Gegen das ihm am 3. Juli 2017 zugestellte Urteil hat der Kläger am 26. Juli 2017 beim SG Berufung eingelegt.
Nicht einverstanden sei er mit der Formulierung im Urteil "Nachdem auch der Kläger keine weiteren Nachweise für die Versicherungspflicht oder Familienversicherung erbringen kann, geht die Nichterweislichkeit zu seinen Lasten". Fehler der zuständigen Behörden könnten nicht zu seinen Lasten gehen. Hierfür sei er nicht verantwortlich. Dies gehöre nicht zu seinem Kompetenzbereich. Nur aus diesem Grund lege er Berufung ein. Insbesondere könne ihm nicht zur Last gelegt werden, dass seine ehemaligen Chefs teilweise keine Sozialversicherungsbeiträge für ihn abgeführt hätten. Auch könne er nichts dafür, dass die bei den Firmen und Ämtern vorhandenen Unterlagen nach fünf Jahren vorschriftsmäßig gelöscht worden seien. Er sei nur für seine persönlichen Taten verantwortlich.
Der Kläger beantragt (sachdienlich gefasst),
das Urteil des Sozialgerichts Karlsruhe vom 22. Juni 2017 und den Bescheid vom 15. April 2015 in der Gestalt des Widerspruchsbescheids vom 15. Juni 2015 aufzuheben und festzustellen, dass er ab 1. Mai 2015 Mitglied in der Krankenversicherung der Rentner ist.
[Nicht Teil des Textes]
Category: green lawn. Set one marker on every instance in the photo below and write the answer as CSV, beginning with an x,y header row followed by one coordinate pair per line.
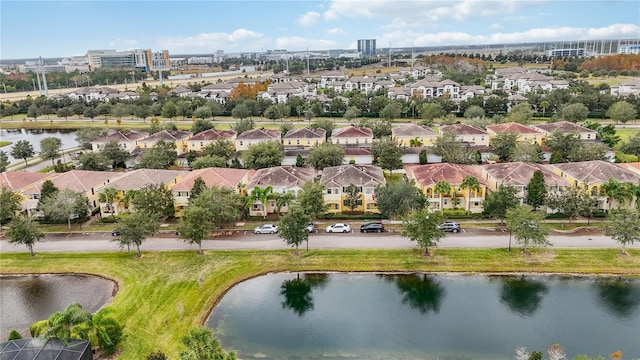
x,y
154,287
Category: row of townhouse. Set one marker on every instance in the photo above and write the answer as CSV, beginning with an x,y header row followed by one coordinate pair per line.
x,y
590,175
355,140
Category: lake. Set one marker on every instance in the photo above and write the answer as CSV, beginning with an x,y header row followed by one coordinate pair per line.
x,y
25,299
68,138
423,316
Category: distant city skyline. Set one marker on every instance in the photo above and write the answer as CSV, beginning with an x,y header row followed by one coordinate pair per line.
x,y
30,29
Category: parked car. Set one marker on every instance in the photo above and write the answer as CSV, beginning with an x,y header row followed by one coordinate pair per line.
x,y
449,226
266,229
338,227
310,227
372,227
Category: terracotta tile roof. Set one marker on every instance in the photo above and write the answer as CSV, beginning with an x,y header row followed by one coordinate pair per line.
x,y
260,133
120,136
137,179
564,127
213,134
345,175
221,177
590,172
305,133
520,173
352,131
431,174
285,176
168,135
412,130
512,127
82,180
18,180
463,129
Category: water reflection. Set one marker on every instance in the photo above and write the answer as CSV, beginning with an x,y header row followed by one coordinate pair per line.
x,y
421,292
297,292
621,297
522,295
Die Beklagte hat in der mündlichen Verhandlung des Senats am 9. November 2018 folgendes Anerkenntnis abgegeben:
"Die Beklagte nimmt den Kläger ab Rentenbeginn (01.05.2015) in die Krankenversicherung der Rentner auf. Der Bescheid vom 15.04.2015 in der Gestalt des Widerspruchsbescheides vom 15.06.2015 wird aufgehoben."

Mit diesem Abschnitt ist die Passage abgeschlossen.